So we -- I've talked about this a few times that we really have had a concentrated effort to pay much more attention into the defense electronics. The lead times are long. And so it can be frustrating. But we are gaining more and more business. And we indicated in the second quarter call that there was a program that moved quite quickly and generated a couple of hundred thousand dollars of revenue in a relatively short period of time at very attractive margins. And we continue to be calling on those -- we continue to be seeking those kinds of programs.

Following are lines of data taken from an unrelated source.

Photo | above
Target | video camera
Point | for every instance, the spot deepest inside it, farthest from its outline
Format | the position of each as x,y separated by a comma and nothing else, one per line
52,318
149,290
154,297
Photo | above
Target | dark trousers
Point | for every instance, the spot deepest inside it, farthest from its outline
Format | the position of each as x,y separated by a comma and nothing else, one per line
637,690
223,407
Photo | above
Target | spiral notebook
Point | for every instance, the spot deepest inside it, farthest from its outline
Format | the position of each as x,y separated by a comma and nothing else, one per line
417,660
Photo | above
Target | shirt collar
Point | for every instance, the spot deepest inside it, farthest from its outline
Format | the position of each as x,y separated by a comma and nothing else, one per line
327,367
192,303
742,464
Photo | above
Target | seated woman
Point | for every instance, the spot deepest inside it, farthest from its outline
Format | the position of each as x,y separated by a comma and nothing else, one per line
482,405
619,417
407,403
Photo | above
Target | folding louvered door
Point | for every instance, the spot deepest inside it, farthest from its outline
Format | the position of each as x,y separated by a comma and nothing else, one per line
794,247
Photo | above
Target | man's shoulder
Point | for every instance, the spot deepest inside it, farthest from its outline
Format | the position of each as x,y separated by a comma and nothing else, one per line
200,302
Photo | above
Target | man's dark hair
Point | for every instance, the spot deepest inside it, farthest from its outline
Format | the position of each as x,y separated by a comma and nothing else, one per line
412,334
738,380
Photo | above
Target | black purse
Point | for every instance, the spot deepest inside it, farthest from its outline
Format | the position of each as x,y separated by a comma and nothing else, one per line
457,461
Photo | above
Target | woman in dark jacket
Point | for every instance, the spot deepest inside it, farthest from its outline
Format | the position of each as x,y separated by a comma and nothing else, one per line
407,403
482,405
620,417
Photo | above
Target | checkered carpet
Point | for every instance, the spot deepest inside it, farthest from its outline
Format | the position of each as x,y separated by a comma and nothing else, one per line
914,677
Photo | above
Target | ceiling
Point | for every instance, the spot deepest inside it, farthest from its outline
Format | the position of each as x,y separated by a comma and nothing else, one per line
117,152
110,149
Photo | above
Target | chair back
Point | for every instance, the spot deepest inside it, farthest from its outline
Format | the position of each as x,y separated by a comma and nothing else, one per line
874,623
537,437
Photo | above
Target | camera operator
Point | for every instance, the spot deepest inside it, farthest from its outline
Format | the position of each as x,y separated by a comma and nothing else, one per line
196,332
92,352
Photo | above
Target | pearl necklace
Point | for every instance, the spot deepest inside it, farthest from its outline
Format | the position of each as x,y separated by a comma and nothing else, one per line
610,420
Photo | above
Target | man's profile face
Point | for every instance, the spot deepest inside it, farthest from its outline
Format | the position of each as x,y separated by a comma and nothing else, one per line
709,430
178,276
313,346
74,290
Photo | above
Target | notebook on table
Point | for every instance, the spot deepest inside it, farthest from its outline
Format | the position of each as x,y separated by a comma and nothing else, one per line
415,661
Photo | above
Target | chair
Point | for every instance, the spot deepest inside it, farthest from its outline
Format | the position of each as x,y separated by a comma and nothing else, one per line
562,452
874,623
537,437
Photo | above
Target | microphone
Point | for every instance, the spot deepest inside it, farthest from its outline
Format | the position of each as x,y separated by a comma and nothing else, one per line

On the armor front, the -- again, I used the word irony earlier. We received about a month ago, just absolutely enthusiastic report from a contractor to the DoD, contracted by them, to do ballistic and environmental testing of an application that we've been working on for a number of years, actually. And the tactical performance is just truly outstanding. And the application that we're targeting, simply the funding has not been provided for the adoption of our material yet. And so in that particular case, we are contributing to the sales effort in the sense of we're working with our contracts -- our contacts in the DoD, supporting and advocating and providing information. And really, the funding is up to them.

So that is moving slower than we would hope, I guess, is a real honest answer. And technically, the results we're getting are very positive. And the ultimate funding source, where our focus has been on vehicle armor, is the DoD. And so far, although funds have been provided for testing and evaluation, they haven't been provided for procurement.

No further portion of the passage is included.